The definition of the extrinsic matrix is the transformation from the world coordinate system to the camera coordinate system. So, a point coordinate vector value on the world coordinate system is transformed to the point coordinate vector value on the camera coordinate system by applying extrinsic matrix.
2. With iPhoneX(iOS11.4.1), in dual camera dual photo delivery mode,
telephoto camera(reference camera) extrinsic matrix
[[1.0, 0.0, 0.0)], [0.0, 1.0, 0.0)], [0.0, 0.0, 1.0)], [0.0, 0.0, 0.0)]]

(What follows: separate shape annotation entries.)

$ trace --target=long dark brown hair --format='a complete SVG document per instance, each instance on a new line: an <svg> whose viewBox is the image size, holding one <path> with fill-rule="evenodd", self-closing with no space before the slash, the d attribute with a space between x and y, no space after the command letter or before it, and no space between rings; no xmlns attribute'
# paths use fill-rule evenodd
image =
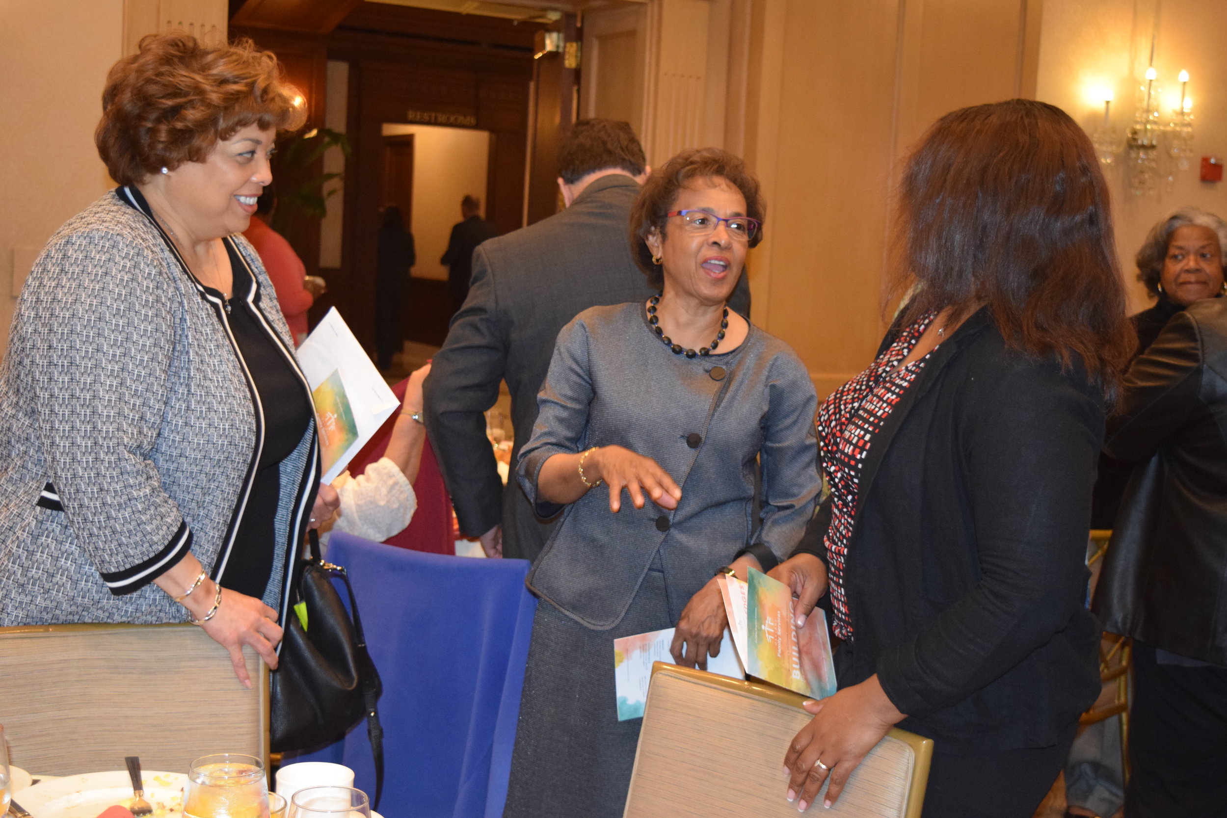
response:
<svg viewBox="0 0 1227 818"><path fill-rule="evenodd" d="M897 220L903 321L987 305L1009 346L1064 367L1077 358L1115 395L1136 338L1108 188L1064 110L1011 99L946 114L907 162Z"/></svg>

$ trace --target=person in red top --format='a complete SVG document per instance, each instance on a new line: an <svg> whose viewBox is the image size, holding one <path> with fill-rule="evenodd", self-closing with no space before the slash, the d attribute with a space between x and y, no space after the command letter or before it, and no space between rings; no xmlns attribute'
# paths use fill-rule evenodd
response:
<svg viewBox="0 0 1227 818"><path fill-rule="evenodd" d="M255 202L256 217L243 231L243 235L260 254L269 278L272 280L272 288L277 292L281 314L286 316L290 332L294 336L294 346L298 346L307 337L307 310L324 294L326 287L319 276L307 275L307 267L290 247L290 242L269 227L267 220L272 217L275 204L272 189L265 188Z"/></svg>

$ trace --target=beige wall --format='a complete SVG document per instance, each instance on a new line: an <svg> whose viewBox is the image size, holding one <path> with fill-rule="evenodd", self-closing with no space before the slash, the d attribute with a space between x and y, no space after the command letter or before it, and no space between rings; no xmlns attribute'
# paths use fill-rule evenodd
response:
<svg viewBox="0 0 1227 818"><path fill-rule="evenodd" d="M1139 197L1130 194L1120 167L1108 168L1117 247L1130 283L1131 309L1151 302L1136 282L1134 255L1151 224L1172 210L1195 205L1227 218L1227 183L1198 178L1202 156L1227 158L1227 50L1217 33L1227 31L1222 0L1164 0L1157 26L1158 81L1175 91L1177 74L1189 72L1194 101L1194 161L1177 173L1174 189ZM1064 108L1088 132L1102 124L1103 103L1094 92L1114 92L1112 124L1124 141L1133 118L1134 87L1146 71L1155 0L1050 0L1044 6L1038 98ZM1124 158L1124 157L1120 157Z"/></svg>
<svg viewBox="0 0 1227 818"><path fill-rule="evenodd" d="M123 29L124 0L0 2L0 351L43 244L112 184L93 129Z"/></svg>
<svg viewBox="0 0 1227 818"><path fill-rule="evenodd" d="M1039 16L1026 0L753 0L745 156L768 197L751 255L755 321L820 394L881 338L892 173L939 115L1027 94Z"/></svg>
<svg viewBox="0 0 1227 818"><path fill-rule="evenodd" d="M413 276L447 281L448 269L439 259L448 249L452 226L460 221L460 200L471 194L486 208L486 170L490 131L438 125L385 123L384 136L413 135L413 245L417 264Z"/></svg>
<svg viewBox="0 0 1227 818"><path fill-rule="evenodd" d="M768 200L767 238L748 262L753 319L793 345L825 394L864 368L881 337L890 196L907 148L950 110L1011 97L1058 104L1091 130L1102 104L1087 92L1104 85L1123 140L1156 5L652 0L642 12L589 15L583 110L629 110L654 164L697 145L746 157ZM1227 156L1227 52L1202 33L1214 31L1227 31L1227 2L1163 2L1157 69L1169 82L1180 69L1191 75L1196 157ZM614 40L602 66L601 38L620 36L628 39ZM602 71L632 53L637 67L617 70L626 85L610 83ZM1200 183L1196 164L1145 199L1108 169L1130 282L1157 218L1187 204L1227 213L1227 188ZM1145 307L1131 287L1133 309Z"/></svg>
<svg viewBox="0 0 1227 818"><path fill-rule="evenodd" d="M47 239L114 184L93 146L107 71L180 25L225 38L226 0L0 0L0 354Z"/></svg>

wide-angle camera extrinsic matrix
[[0.999999, 0.0003352, 0.00140538)], [-0.000322289, 0.999958, -0.00917725)], [-0.0014084, 0.00917679, 0.999957)],
[-13.3001, -0.00406908, 0.0237064)]]
Telephoto camera is reference camera. It is a specification of iOS.
So, Telephoto camera’s extrinsic matrix is [identity rotation matrix + origin point vector] (it means telephoto camera’s coordinate system is identical to the World Coordinate system).
On the other hand, what does the wide-angle camera’s extrinsic matrix content indicates?
The wide-angle camera coordinate system’s origin point vector is [13.3001, 0.00406908, -0.0237064] on the world coordinate system. (In other words, the world coordinate system’s origin point vector is [-13.3001, -0.00406908, 0.0237064] on the wide-angle camera coordinate system.)
So, the wide-angle camera (which locates above telephoto camera in iPhoneX) coordinate system’s x-axis direction is almost device bottom to top.
And from here I enter the speculation region. Maybe right-handed convention is introduced. And maybe Z-axis takes the direction of device front to back or back to front. So that means camera coordinate system will be {x-axis: device bottom to top, y-axis: device left to right, z-axis: device front to back} or {x-axis: device bottom to top, y-axis: device right to left, z-axis: device back to front}.
Furthermore, this image data’s orientation value of Exif information is 6(counterclockwise 90 degree). So the maximum likelihood camera coordinate system must be {x-axis: device bottom to top, y-axis: device left to right, z-axis: device front to back}.
3. My question is what camera coordinate system is used in AVCapturePhoto’s cameraCalibrationData?.extrinsicMatrix? I’d like to know if the documentation exist.